Macron led a special Armistice Day ceremony for Germain in central Paris before his body was interred in France's war memorial at Mont-Valerien outside the French capital.
Germain, the last surviving Resistance fighter honoured by late Free France leader de Gaulle as a Companion of the Liberation, died aged 101 in October.
His coffin draped in the French flag was carried up the Champs-Elysees on an armoured vehicle to the Arc de Triomphe, where Macron and visiting American Vice President Kamala Harris paid their respects.
"Everyone knew that the day would come when we would have to say farewell to the last Companion.
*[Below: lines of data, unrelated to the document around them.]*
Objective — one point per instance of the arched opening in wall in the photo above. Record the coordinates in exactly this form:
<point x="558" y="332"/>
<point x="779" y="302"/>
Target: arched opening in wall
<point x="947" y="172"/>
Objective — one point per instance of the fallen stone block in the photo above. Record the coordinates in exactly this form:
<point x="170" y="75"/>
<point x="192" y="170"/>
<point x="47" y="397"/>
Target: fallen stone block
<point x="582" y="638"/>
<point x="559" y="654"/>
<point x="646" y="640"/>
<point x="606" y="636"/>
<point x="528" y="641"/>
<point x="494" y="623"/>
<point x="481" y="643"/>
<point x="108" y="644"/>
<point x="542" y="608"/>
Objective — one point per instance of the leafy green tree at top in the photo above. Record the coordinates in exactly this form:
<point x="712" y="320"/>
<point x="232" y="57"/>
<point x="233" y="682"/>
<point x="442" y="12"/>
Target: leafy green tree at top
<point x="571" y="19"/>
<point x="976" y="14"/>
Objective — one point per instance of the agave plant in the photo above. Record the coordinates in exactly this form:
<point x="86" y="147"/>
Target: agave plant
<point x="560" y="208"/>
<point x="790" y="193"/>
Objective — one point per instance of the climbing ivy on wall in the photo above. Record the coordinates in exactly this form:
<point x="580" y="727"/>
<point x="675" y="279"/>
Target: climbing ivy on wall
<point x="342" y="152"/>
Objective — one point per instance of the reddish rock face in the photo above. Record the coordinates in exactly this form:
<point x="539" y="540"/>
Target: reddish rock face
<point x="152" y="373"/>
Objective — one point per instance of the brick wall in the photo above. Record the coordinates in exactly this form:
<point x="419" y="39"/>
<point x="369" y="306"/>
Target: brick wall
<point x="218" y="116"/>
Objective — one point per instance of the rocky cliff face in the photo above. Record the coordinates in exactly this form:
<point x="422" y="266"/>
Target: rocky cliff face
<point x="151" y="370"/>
That day has come," said Macron, asking: "Would we be here without Germain?"
Germain, the son of a general in France's colonial army, was in his late teens when he fled to Britain after France's capitulation where he joined up with de Gaulle who was organising resistance to the German occupation.
He went on to fight in key battles at Bir-Hakeim in Libya, at El Alamein in Egypt and in Tunisia, as well as in the invasion of German-occupied France in 1944 which liberated the country.
The Paris-born fighter was one of 1,038 people decorated with the Order of the Liberation for their heroism by de Gaulle, who would go on to become president of France and is the founder of the current constitution.
- Tears and symbolism -
Germain, who became an MP and minister, was buried in a special crypt reserved for Resistance fighters at Mont Valerien, a former fortress west of Paris where German troops used to execute opponents.
Standing alone as a chorus sang the Marseillaise and the coffin was brought towards him, Macron could be seen with his eyes full of tears which he dabbed with a white tissue.
He then laid a Cross of Lorraine, the symbol of the resistance, fashioned out of wood from Notre-Dame cathedral on his coffin, in accordance with Germain's wishes.
France holds a ceremony ever year at the Arc de Triomphe on Armistice Day, a public holiday to mark the armistice signed to end World War I.
Harris' presence at the event is seen as a symbol of the historic strength of France-US relations after a bruising row caused by a cancelled submarine contract.